Fenric's eyes glinted, the Sunlight catching on the silver in his irises. "Exactly. These petty crime mercenaries? They're manageable. But when Ragos' Dagger and Prince Drake's web of influence start moving in unison... even I will have to watch my step."

Fenric moved away from the window, his boots whispering over the worn carpet as he circled the desk. He lowered himself into the chair with the casual authority of someone who had no intention of asking permission.

The desk creaked under his weight, its surface littered with ledgers and half-scribbled reports. He swept a few aside with the back of his hand, making space as if clearing a battlefield before laying out his weapons.

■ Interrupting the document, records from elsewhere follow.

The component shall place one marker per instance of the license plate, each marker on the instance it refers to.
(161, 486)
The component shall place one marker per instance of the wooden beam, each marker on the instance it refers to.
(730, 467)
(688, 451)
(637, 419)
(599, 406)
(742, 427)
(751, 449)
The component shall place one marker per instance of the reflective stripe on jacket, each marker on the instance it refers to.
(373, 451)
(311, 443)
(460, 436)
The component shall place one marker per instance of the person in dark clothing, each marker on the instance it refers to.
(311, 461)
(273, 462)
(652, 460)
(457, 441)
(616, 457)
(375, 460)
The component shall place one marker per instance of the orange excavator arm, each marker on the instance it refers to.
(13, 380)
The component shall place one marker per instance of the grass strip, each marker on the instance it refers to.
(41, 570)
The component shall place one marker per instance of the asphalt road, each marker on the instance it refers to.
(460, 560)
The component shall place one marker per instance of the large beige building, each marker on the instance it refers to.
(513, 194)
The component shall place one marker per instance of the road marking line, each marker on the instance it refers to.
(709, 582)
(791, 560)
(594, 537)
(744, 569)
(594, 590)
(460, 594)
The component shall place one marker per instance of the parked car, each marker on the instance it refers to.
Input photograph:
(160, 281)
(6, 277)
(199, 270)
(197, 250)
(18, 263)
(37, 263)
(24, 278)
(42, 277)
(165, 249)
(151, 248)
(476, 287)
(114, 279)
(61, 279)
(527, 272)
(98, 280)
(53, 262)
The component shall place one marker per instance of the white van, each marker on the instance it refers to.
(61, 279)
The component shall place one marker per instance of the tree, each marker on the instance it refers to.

Leaning back, he drummed his gloved fingers on the wood in a slow, deliberate rhythm. "The thing about Prince Drake," he said, almost to himself, "is that he doesn't kill you in the dark. He makes sure the whole court is watching... and applauding."

Aria remained standing, her arms crossed, eyes scanning the corners of the room like she expected blades to emerge from the shadows. "Then we'll just have to make sure his applause dies in his throat."

Fenric's lips twitched at that. "Bold words, Aria. Let's see if you can keep them when the invitations start arriving."

"Invitations?" she asked.

"Well, I'm pretty sure that bastard is going to invite me first," Fenric said. "He may look reckless, but it's just the front he's used for years to keep the Golden Empress and the First Prince—the most influential man in court—from targetting him."

Others might fall for Drake's act, but Fenric, who had read the whole novel about him, already knew his true face.